NÃO QUEREMOS TODOS O MESMO?!
Para as confederações patronais, os incentivos dirigidos às empresas são insuficientes. Para as centrais sindicais, os apoios previstos para os trabalhadores deviam ser aumentados e alargados. Os comentadores tanto afirmavam ser este o OE mais “à esquerda” da nossa democracia, como alegavam insuficiências para combater a crise sanitária e recuperar a economia. Ou seja, reconheciam algumas medidas muito positivas e enumeravam outras em falta. “Insuficiente” era o adjetivo recorrente. Os representantes dos partidos políticos sublinhavam quase exclusivamente não o que está, mas o que não está orçamentado. Ou seja, a maioria das críticas que ouvi não se referiam ao conteúdo deste orçamento, tomavam como referência o “seu” OE ideal, perfeito, sem limitações financeiras nem condicionantes estruturais e de conjuntura.
Ouvindo e cruzando as alegadas insuficiências de uns e de outros, fiquei convencida de que, no atual contexto, este é o orçamento ajustado para combater a pandemia, defender os rendimentos, proteger os que mais precisam, apoiar a economia e o emprego e cuidar do nosso futuro coletivo.
Começo pela prioridade óbvia, a Saúde, citando um título do jornal Público – “SNS foi reforçado com 20.641 profissionais desde 2015” – e acrescento o previsto no OE 2021: mais 4200 profissionais, mais 260 para o INEM, subsídio de risco para os profissionais de saúde “na linha da frente da resposta à Covid-19”, reforço do programa de saúde mental (19 milhões), mais 90 milhões de euros para os cuidados de saúde primários, menos taxas moderadoras.
Quanto à defesa dos rendimentos, está previsto o aumento das pensões mais baixas e do salário mínimo nacional. E medidas fiscais na ordem dos 550 milhões de euros: redução do IVA da eletricidade; devolução do IVA pago em despesas de restauração, alojamento e cultura; creche gratuita para os filhos das famílias do 1º e 2º escalões do IRS. E, para que ninguém fique para trás, é criado um apoio social extraordinário para quem perdeu o emprego ou teve uma quebra significativa na sua atividade.

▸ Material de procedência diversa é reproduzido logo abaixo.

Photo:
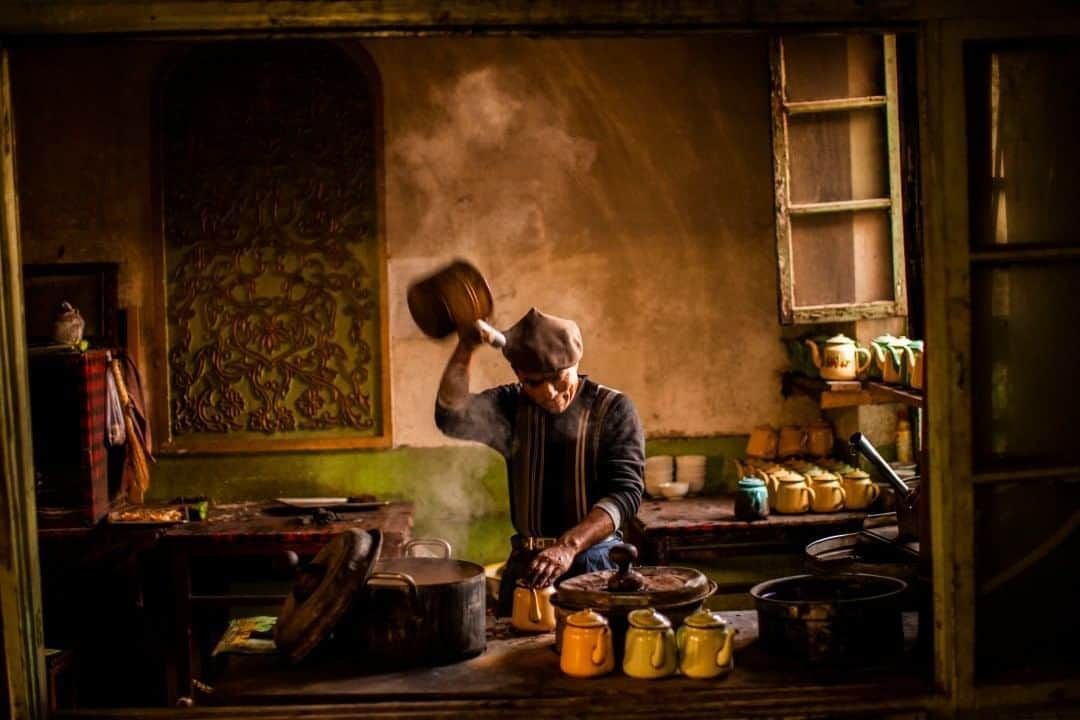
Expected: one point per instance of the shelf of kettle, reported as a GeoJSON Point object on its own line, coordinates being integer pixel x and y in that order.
{"type": "Point", "coordinates": [797, 486]}
{"type": "Point", "coordinates": [844, 374]}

Os números confirmam que este é um orçamento contra a austeridade e que contempla importantes medidas de apoio às famílias e às empresas. É o orçamento de que o país precisa. Do que o país não precisa é de instabilidade política. Como os anteriores (desde 2015), também este OE foi negociado com os partidos da “geringonça” e com o PAN. E só não será aprovado se BE e PCP somarem os seus votos à direita, uma vez que a direita junta (do PSD ao Chega) tem menos 22 deputados que o PS. A cada um a sua responsabilidade. Está em causa o interesse nacional que não deve ser sacrificado no altar da demagogia e do jogo político-mediático.
Estou certa de que as portuguesas e os portugueses não compreendem que políticos responsáveis não queiram mais investimento público, designadamente na saúde e nos transportes. Que não aprovem aumentos de rendimentos das famílias e apoios às empresas e ao emprego. Que prefiram limitar o país a funcionar por duodécimos do orçamento anterior, por eles considerado “insuficiente”. Se era insuficiente no passado, só por um milagre da multiplicação dos números pode ser suficiente para o futuro. As afirmações da coordenadora do BE – “um orçamento que assegure que há médicos no Serviço Nacional de Saúde, que responda aos desempregados e que tenha contas rigorosas terá sempre o voto do BE” – parecem-me, contudo, o prenúncio de que depois da tempestade vem a bonança.
Parafraseando Miguel Torga, “enquanto não alcances não descanses”, o PS vai fazer o que pode e deve para dotar o país de um bom orçamento. A ambição é grande e tem como limite o bom senso. Por isso, com afirmou António Costa, o diálogo com os grupos parlamentares à esquerda do PS e com o PAN vai manter-se até à aprovação final global do OE 2021.